Average CD was measured in 13 post-mortem human adult hearts: 5 failing FUVH, 8 controls. Hearts were preserved in 10% formalin. Free wall left ventricular longitudinal and transversal tissue samples were harvested. A morphometric study was realized after immunohistochemical staining of factor VIII. Capillary surface area was quantified by optical density on 50 different samples per patient. The CD was calculated: (capillary surface area) / (total ventricular surface area) (x100%) using Image J software. Results were expressed as mean ± sd.

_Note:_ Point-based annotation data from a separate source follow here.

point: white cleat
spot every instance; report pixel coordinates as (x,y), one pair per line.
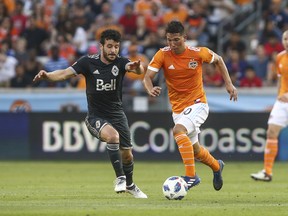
(120,184)
(136,192)
(261,176)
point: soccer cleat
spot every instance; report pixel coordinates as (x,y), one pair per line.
(217,180)
(261,176)
(136,192)
(191,181)
(120,184)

Among the 13 hearts, 6 allowed a correct interpretation of the CD: 3 failing FUVH (2 tricuspid atresia, 1 double-inlet left ventricle) and 3 controls (congenital heart disease with normal left ventricular function : 2 atrial septal defects with Eisenmenger syndrome, 1 tetralogy of Fallot with pulmonary atresia). There was no significant difference in arterial oxygen saturation between the 2 groups (71 ± 1% in FUVH vs 85 ± 0,8% in controls). Myocardial CD was significantly decreased in FUVH compared to controls (3.58 ± 1.23% vs 7.69 ± 3.29%, p<0.0001).
In conclusion, myocardial CD is decreased in end-stage FUVH. Further studies with more patients are needed to assert the responsibility of RCD for the ventricular dysfunction.